JD is receiving his first transnasal endoscopy. Unlike previous endoscopies he’s gotten since being diagnosed with a rare allergy that affects his esophagus and gastrointestinal (GI) tract, JD is awake for the procedure. Transnasal endoscopies only require a local anesthetic – lidocaine in this case – to numb the nose and throat before inserting an endoscope through the nostril. JD and Dr. Odiase carry on a casual conversation while she navigates the camera through his GI tract, taking pictures and tissue samples that will provide insights into the effectiveness of the treatment for his allergy, an eosinophilic gastrointestinal disorder. The samples will be tested for eosinophils – white blood cells that support the immune system and are part of the body’s defense against allergens. 

“We’re getting good pictures, too,” Dr. Odiase said as JD talked about his favorite basketball team (the Golden State Warriors). Nurses and a child life specialist were on hand to check on JD’s comfort. A green lollipop offsets the taste of the lidocaine.  
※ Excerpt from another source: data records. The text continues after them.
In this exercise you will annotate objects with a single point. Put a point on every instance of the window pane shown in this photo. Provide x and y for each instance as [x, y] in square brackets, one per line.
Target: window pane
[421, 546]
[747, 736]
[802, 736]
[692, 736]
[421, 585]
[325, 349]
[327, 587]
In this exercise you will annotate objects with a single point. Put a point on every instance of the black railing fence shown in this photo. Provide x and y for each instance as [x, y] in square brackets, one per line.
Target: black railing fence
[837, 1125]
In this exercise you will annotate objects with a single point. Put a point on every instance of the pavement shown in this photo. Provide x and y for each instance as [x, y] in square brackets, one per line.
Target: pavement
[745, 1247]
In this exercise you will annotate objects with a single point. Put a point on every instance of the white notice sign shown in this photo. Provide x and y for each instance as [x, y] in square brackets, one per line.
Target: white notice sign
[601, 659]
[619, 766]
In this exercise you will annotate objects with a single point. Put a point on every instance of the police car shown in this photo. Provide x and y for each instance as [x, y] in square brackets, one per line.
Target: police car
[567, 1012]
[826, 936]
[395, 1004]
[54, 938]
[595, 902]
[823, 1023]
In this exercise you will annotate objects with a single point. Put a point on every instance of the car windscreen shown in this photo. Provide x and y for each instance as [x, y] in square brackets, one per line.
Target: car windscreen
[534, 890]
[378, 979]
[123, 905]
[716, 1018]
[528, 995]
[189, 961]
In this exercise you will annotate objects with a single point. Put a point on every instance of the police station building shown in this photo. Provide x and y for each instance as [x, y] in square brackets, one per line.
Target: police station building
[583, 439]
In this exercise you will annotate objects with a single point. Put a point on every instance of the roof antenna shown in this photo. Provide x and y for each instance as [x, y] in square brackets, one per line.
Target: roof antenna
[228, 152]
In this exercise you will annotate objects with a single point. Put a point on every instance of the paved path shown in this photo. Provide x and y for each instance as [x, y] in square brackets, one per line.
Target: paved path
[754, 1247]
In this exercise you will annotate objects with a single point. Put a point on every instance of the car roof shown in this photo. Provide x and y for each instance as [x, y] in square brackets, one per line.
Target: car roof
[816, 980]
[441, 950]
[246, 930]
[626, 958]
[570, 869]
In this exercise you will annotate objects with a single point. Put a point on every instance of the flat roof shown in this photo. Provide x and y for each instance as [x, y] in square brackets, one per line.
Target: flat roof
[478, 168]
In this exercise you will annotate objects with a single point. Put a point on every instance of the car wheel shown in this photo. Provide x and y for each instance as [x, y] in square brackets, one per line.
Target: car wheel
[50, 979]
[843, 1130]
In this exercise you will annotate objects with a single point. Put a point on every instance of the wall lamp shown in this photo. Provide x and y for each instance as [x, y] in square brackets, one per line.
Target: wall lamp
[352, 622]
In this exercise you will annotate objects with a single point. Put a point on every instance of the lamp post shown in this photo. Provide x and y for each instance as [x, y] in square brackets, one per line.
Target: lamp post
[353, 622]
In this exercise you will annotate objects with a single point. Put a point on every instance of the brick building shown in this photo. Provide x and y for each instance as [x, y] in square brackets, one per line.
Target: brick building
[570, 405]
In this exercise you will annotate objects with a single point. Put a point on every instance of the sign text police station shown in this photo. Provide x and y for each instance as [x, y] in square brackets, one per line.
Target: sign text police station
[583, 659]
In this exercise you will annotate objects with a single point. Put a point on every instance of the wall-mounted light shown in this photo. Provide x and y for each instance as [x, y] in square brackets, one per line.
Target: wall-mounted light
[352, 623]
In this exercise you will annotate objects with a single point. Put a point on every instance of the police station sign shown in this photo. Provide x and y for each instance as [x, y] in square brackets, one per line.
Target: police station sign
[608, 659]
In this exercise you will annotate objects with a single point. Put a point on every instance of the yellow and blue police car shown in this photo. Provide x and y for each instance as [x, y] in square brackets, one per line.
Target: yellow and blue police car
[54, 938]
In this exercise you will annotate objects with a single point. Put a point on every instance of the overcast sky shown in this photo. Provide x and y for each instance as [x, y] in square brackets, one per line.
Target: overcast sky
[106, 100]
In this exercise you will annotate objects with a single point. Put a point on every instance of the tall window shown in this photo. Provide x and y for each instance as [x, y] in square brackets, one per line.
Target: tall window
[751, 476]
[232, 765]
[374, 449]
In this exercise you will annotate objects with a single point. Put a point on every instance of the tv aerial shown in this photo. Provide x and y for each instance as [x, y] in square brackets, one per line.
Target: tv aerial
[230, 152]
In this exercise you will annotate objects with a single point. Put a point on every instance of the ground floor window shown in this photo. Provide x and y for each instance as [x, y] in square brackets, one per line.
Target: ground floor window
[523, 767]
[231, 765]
After around 20 minutes, the endoscopy is complete. If this had been a traditional endoscopy, the process would have taken over an hour. JD said he would have had to miss school the next day because of the lingering effects of anesthesia needed to completely sedate him. After his first transnasal endoscopy, JD was mostly hungry and ready to get back to his day without grogginess.